We spent Saturday night being royally entertained by Rosica at her flat, amusing her by our ‘hats off!’ clowning, and joking about the old notion of erecting barbed wire around the house to keep off biographers. On Sunday morning of 13th October, the day before publication, I walked down the square and crossed the street after breakfast to get the newspapers.

As well as advertisements for the book there was a second-place review by John Wain in the Observer, and a dozen lines in the Sunday Times. While not exactly splash coverage, though it was pleasing to get what there was, more substantial notices came out in the following couple of weeks, in the Daily Telegraph, the News Chronicle, Reynolds News by Brian Glanville, and the Daily Express by Robert Pitman, not to mention the Oxford Mail and, of course, the Nottingham newspapers, as well as many others from throughout the kingdom. Often they were short, and took second or third place in the ‘posh papers’, one writer in a communist journal blathering that Arthur Seaton and such like were ‘the scum of the earth’, which infelicitous designation caused me to observe that I myself would have been the scum of the earth had such a party hack seen Arthur in any better light.

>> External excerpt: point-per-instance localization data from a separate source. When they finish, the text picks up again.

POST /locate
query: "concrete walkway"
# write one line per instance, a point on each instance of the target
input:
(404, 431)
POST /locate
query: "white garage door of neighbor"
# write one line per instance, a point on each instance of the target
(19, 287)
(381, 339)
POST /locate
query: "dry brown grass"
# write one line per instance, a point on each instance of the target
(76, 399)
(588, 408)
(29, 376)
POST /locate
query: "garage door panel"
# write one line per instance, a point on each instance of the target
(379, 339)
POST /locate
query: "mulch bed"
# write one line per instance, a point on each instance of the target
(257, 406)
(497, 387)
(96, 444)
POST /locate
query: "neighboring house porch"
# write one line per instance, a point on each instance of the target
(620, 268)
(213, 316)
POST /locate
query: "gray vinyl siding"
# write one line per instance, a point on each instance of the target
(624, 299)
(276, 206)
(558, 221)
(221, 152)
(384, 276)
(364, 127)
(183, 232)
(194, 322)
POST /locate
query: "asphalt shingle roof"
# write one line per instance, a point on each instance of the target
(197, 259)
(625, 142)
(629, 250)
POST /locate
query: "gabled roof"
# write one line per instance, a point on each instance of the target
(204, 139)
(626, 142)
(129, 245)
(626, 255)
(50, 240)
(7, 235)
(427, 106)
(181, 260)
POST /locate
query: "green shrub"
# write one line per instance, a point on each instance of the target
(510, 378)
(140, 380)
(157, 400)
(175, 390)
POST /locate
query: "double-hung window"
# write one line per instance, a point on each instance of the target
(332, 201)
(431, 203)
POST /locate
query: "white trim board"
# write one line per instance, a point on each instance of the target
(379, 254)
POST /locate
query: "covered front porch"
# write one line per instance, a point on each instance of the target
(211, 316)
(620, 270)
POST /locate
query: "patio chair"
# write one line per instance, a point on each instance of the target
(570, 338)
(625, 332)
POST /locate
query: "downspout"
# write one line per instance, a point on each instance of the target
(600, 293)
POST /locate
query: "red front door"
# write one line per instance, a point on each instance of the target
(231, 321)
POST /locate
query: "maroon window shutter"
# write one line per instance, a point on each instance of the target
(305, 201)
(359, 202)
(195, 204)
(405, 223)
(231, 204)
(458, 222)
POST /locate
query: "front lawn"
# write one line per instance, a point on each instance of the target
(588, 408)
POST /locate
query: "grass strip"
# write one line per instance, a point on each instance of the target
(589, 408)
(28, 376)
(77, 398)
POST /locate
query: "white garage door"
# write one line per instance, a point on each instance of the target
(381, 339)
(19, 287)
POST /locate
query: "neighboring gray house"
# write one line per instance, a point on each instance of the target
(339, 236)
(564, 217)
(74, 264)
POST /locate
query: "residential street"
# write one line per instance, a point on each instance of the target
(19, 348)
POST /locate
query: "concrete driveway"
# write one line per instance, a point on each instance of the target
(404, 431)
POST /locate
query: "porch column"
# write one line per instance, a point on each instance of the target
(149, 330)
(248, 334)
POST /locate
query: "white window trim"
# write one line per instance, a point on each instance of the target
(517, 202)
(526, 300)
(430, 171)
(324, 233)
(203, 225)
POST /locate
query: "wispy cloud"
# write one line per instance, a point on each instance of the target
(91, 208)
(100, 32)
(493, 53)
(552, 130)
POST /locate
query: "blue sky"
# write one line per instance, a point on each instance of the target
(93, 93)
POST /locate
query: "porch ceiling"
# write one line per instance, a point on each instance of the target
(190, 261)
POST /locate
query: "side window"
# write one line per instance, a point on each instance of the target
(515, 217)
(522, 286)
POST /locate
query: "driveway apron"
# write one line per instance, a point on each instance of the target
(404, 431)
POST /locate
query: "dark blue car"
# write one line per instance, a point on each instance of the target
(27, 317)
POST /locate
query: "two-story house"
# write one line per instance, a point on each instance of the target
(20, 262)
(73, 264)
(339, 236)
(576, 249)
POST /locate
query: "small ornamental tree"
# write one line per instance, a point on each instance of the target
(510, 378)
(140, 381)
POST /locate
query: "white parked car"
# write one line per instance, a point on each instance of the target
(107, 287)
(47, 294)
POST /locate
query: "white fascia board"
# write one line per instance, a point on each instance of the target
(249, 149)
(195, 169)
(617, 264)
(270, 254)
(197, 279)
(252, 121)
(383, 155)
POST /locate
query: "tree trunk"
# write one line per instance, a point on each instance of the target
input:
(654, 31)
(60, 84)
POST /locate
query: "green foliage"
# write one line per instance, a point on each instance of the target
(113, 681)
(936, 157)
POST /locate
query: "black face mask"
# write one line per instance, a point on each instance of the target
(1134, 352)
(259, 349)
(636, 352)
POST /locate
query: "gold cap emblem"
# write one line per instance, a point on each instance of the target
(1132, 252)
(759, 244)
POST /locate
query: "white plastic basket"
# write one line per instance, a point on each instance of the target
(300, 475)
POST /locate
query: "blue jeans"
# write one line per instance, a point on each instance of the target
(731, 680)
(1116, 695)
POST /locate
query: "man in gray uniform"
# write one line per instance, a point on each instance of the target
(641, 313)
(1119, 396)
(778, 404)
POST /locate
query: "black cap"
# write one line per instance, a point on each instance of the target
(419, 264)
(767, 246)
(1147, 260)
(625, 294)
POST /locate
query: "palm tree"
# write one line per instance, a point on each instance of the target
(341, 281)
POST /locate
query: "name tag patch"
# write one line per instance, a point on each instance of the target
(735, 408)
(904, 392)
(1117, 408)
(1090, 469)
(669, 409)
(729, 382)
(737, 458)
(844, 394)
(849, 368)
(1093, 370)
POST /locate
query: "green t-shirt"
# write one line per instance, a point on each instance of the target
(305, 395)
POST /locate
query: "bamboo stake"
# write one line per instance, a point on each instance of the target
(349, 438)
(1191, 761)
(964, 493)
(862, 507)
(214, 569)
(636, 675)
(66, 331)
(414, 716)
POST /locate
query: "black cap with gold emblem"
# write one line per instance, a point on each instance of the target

The understanding of such people had never been expected, yet Victor Hugo surely showed great wisdom when he wrote:

Are the duties of the historians of hearts and souls inferior to those of the historians of external facts? Can we believe that Dante has less to say than Machiavelli? Is the lower part of civilization, because it is deeper and more gloomy, less important than the upper? Do we know the mountain thoroughly if we do not know the caverns?

An interesting but perhaps unconsidered remark came from a reviewer in a London evening tabloid called the Star: ‘No reader is going to be deceived into thinking that Arthur Seaton is in any way typical of factory workers.’ This writer may have been as experienced in the matter as I was, perhaps more so, because my hero (or anti-hero, as some called him) had been made as untypical as possible in order to show someone different to all the rest, bearing in mind that ‘typical’ is not what I wanted Arthur Seaton to appear, as much as an individual in some way recognizable by those who worked and lived in similar conditions. Maurice Richardson’s perspicacity in the New Statesman amused me most: ‘The style is effectively clear and blunt, as if it had been written with a carpenter’s pencil on wallpaper. This is all the more of a tour de force as Mr Sillitoe is plainly highly educated.’